As far as corporate earnings are concerned, it must be said that the 2017 financial statements, which will be published in the coming weeks, will probably be the best in ten years for most product sectors and geographical areas. This is a trend which, according to analysts' estimates, should extend into 2018 with growth rates exceeding 10%.

Earnings trends lead us to valuations, because what matters for the markets is not the absolute value of an index or the price of a share but the relationship with the profits produced. If we look at the global stock index, today the price-to-earnings ratio has reached 20 times and is in line with the historical average. To be clear, in 1999 he went over 30 times. If we look ahead to next year based on analysts' estimates, we're down to less than 18x, which makes us think the stock market still has potential left over. We increased our equity overweight – concentrated in global equities with smaller positions in the eurozone and emerging markets versus the UK and Australia.

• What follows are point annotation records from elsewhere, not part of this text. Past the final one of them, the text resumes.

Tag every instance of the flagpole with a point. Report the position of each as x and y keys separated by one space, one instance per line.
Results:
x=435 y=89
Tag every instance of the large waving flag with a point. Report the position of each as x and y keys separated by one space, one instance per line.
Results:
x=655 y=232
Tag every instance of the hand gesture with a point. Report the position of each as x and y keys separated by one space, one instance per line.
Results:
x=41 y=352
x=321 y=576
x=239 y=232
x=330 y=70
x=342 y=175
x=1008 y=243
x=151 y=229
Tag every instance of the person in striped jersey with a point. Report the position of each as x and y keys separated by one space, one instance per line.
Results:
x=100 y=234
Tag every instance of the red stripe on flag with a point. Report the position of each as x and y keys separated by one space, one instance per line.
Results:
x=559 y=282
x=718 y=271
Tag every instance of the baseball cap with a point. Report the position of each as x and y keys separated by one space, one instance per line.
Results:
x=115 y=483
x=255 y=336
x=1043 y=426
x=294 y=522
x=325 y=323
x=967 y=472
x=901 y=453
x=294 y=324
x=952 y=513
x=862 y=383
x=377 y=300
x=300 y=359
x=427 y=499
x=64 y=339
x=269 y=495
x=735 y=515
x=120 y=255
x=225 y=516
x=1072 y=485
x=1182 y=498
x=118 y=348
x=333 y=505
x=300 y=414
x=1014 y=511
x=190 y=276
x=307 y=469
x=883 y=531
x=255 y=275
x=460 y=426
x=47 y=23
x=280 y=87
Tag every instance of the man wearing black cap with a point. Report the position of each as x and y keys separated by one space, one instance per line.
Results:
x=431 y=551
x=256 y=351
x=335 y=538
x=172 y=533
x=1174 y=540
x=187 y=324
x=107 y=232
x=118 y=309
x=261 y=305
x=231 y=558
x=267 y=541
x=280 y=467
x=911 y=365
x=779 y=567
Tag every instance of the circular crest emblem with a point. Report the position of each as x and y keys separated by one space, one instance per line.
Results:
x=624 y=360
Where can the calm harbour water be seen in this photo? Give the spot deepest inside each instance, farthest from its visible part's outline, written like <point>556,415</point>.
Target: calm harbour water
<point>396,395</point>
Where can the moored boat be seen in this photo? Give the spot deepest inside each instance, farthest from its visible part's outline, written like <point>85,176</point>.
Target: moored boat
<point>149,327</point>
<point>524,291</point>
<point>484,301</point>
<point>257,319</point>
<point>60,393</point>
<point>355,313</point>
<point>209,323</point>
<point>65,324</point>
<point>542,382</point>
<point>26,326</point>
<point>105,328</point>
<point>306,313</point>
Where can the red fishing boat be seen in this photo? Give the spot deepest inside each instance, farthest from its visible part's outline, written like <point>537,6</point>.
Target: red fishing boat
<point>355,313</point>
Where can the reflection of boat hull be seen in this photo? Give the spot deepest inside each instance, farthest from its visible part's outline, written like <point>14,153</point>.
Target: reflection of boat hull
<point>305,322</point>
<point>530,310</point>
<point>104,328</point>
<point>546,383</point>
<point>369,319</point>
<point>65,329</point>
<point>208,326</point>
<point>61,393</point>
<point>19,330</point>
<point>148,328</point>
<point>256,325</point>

The third theme this year is the slowdown of central banks and above all the ECB which will interrupt the injection of liquidity from September. What will be the consequences of this change of direction of central banks? It is difficult to predict but there are two more likely impacts. The first concerns the rise in yields, in particular on European bonds and, primarily, on government bonds on which we have recently increased our underweight. The second concerns the increase in equity market volatility – which fell to historic lows last year and at the beginning of this year – which will require a more dynamic and agile approach.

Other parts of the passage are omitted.